Monday, September 27, 2010

Banned Books Week

A truly great library contains something in it to offend everyone. -Jo Godwin

It's here! Banned Books Week is our favorite time to celebrate those works which have been challenged, suppressed, protested, stifled, censored, restricted or, yes, banned.
Visit to see some of these titles -- you might be surprised to see one of your favorites on the list!

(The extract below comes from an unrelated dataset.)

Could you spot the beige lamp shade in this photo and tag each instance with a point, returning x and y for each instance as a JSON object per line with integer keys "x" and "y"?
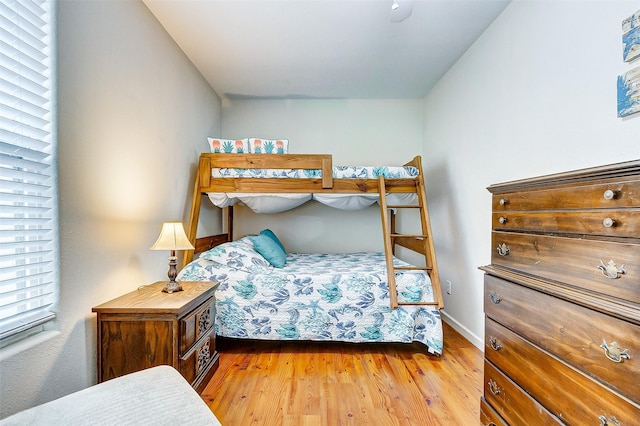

Why celebrate this week? The ALA explains it this way:
"Banned Books Week (BBW) is an annual event celebrating the freedom to read and the importance of the First Amendment. Held during the last week of September, Banned Books Week highlights the benefits of free and open access to information while drawing attention to the harms of censorship by spotlighting actual or attempted bannings of books across the United States...
The books featured during Banned Books Week have been targets of attempted bannings. Fortunately, while some books were banned or restricted, in a majority of cases the books were not banned, all thanks to the efforts of librarians, teachers, booksellers, and members of the community to retain the books in the library collections. Imagine how many more books might be challenged—and possibly banned or restricted—if librarians, teachers, and booksellers across the country did not use Banned Books Week each year to teach the importance of our First Amendment rights and the power of literature, and to draw attention to the danger that exists when restraints are imposed on the availability of information in a free society."
Visit facebook to see more photos of our Banned Books display, or stop by the library!


Wednesday, September 22, 2010

Word to the wise

I posted this junk email we received at the library because it's so cartoonishly obvious.

Needless to say, if you receive an email congratulating you for winning the "Microsoft World Lottery," and unsubtly asking you to open an attached file, please don't open it. :)

Tuesday, September 14, 2010

After the Spill

The Reader's Advisor has a list of books to read after the September 2 oil rig explosion (and, of course, the BP spill in April). Two of the titles here are:
  • Oil on the Brain by Lisa Margonelli - Starting at a local gas station, Margonelli sets off to meet the people behind the pump, who lead her deep into the economics, politics, chemistry, and culture of petroleum. Along the oil supply chain, through the Strategic Petroleum Reserve and the NYMEX oil market, she finds unexpected delights and troubling contradictions.
  • The Prize by Daniel Yergin - The Prize recounts the panoramic history of oil -- and the struggle for wealth power that has always surrounded oil. This struggle has shaken the world economy, dictated the outcome of wars, and transformed the destiny of men and nations. The Prize is as much a history of the twentieth century as of the oil industry itself. The canvas of this history is enormous -- from the drilling of the first well in Pennsylvania through two great world wars to the Iraqi invasion of Kuwait and Operation Desert Storm.
    The cast extends from wildcatters and rogues to oil tycoons, and from Winston Churchill and Ibn Saud to George Bush and Saddam Hussein. The definitive work on the subject of oil and a major contribution to understanding our century, The Prize is a book of extraordinary breadth, riveting excitement -- and great importance.
Click on the titles to see our catalog and request a copy. Happy reading!

Friday, September 3, 2010

Readers and e-readers

If you're an avid reader, at some point you've probably grappled with the issue of e-readers. Is it worth it to spend $200 or more on a gadget when you could be spending it on books themselves (or reading books free from the library)? Is reading a novel from a screen the same as reading from a page? Can you get away with reading trashy books on a Kindle since no one will see the cover? :)

The debate has been going on for years and may never be settled. I saw an article, though, with a slightly different perspective. Emma Silvers writes:
"Out of every argument I've heard in favor of e-readers -- no dead trees, portable research, "it's the future," etc. -- my least favorite might be the central point of the thing: the fact that it allows you to choose from thousands of books at any given time. I simply don't want that kind of potential for distraction. Would I have ever made it through any book by Herman Hesse if I'd had the choice, with a press of a button, to lighten the mood with a little Tom Robbins? Will anyone ever finish "Infinite Jest" on a device that constantly presents other options?"
The whole article is here at and is worth a read. What do you think?

[For the record, I have an e-reader (Sony PRS-505) but pretty much only use it for public-domain titles I can download for free.]